A reportagem entrou em contato com a Secretaria Executiva dos Direitos dos Animais (SEDA), que não apresentou quaisquer soluções ou políticas públicas para fiscalizar e coibir os envenenamentos no Mercado da Encruzilhada. A instituição, contudo, se comprometeu a realizar uma “atividade semelhante à que já se realiza na Av. Beira Rio”, em que cinco gatos são castrados por semana. Segundo a SEDA, os procedimentos serão garantidos a todos os animais do Mercado da Encruzilhada, através da utilização da estrutura do Hospital Veterinário do Recife (HVR). Além disso, a Secretaria garante que um abrigo temporário para o pós-operatório também está sendo providenciado, bem como o transporte dos animais, através do Centro de Vigilância Ambiental (CVA). Leia a nota na íntegra:
“Desde 2013 a SEDA disponibiliza castrações gratuitas para caninos e felinos do Recife, já tendo realizado mais de 33 mil procedimentos. Compreendendo a necessidade de uma ação mais direcionada aos felinos presentes no Mercado da Encruzilhada, a Secretaria compromete-se a realizar uma atividade semelhante à que já realiza na Av. Beira Rio, onde centenas de animais já foram castrados. Assim, a SEDA disponibilizará, através do Hospital Veterinário do Recife - HVR, castrações para todos os felinos do Mercado da Encruzilhada. Será uma ação conjunta com o Centro de Vigilância Ambiental - CVA, um órgão da Secretaria de Saúde, que ajudará a viabilizar o transporte dos animais.
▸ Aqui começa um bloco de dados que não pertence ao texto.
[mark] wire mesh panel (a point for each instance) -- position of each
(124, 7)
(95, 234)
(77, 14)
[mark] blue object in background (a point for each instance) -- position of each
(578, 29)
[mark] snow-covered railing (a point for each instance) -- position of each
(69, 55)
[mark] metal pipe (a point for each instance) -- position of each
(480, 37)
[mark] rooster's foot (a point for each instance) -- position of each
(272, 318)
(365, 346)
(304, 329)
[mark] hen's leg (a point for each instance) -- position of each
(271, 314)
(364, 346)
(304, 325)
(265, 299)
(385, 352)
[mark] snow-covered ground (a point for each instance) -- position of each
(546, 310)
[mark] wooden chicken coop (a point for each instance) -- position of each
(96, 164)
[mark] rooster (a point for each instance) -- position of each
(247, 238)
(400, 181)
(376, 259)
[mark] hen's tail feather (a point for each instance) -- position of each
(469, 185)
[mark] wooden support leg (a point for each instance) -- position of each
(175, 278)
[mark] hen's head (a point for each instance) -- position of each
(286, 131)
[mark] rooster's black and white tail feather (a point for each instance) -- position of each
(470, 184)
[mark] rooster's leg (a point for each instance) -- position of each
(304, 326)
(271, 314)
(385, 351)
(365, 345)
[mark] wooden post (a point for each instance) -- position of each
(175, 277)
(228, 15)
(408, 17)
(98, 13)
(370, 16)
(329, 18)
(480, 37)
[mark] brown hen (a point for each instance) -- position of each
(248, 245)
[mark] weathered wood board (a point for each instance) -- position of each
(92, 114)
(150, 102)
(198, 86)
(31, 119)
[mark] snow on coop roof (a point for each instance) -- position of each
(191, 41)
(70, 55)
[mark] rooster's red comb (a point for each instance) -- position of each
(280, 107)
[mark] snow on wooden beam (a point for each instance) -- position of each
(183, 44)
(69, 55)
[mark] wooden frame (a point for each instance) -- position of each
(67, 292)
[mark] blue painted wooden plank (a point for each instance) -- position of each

Um abrigo temporário para o período de recuperação pós cirúrgica está também sendo providenciado. Denúncias sobre maus tratos podem ser realizadas através da Central de Denúncias da SEDA (3355-8371) ou mesmo pela Ouvidoria Geral do Município. Muitas vezes as diligências precisam de apoio de outros órgãos, como a Delegacia de Proteção ao Meio Ambiente (Depoma) ou o CVA. Desde 2013, a SEDA já atuou em mais de 1.700 casos de denúncias de abandono e maus tratos no Recife, seja resgatando os animais, conseguindo abrigos ou tutores, alimentação e principalmente oferecendo cuidados clínicos e hospitalares para esses animais”.
Já a Polícia Civil informou que instaurou, no dia 29/05/20, um inquérito policial e investiga os crimes recentes ocorridos no mercado. “Somos nós quem fazemos as denúncias, os boletins de ocorrência, e eles nunca dão retorno da investigação. A prefeitura foi a primeira a ser avisada e não existe nenhuma ação”, queixa-se Laura.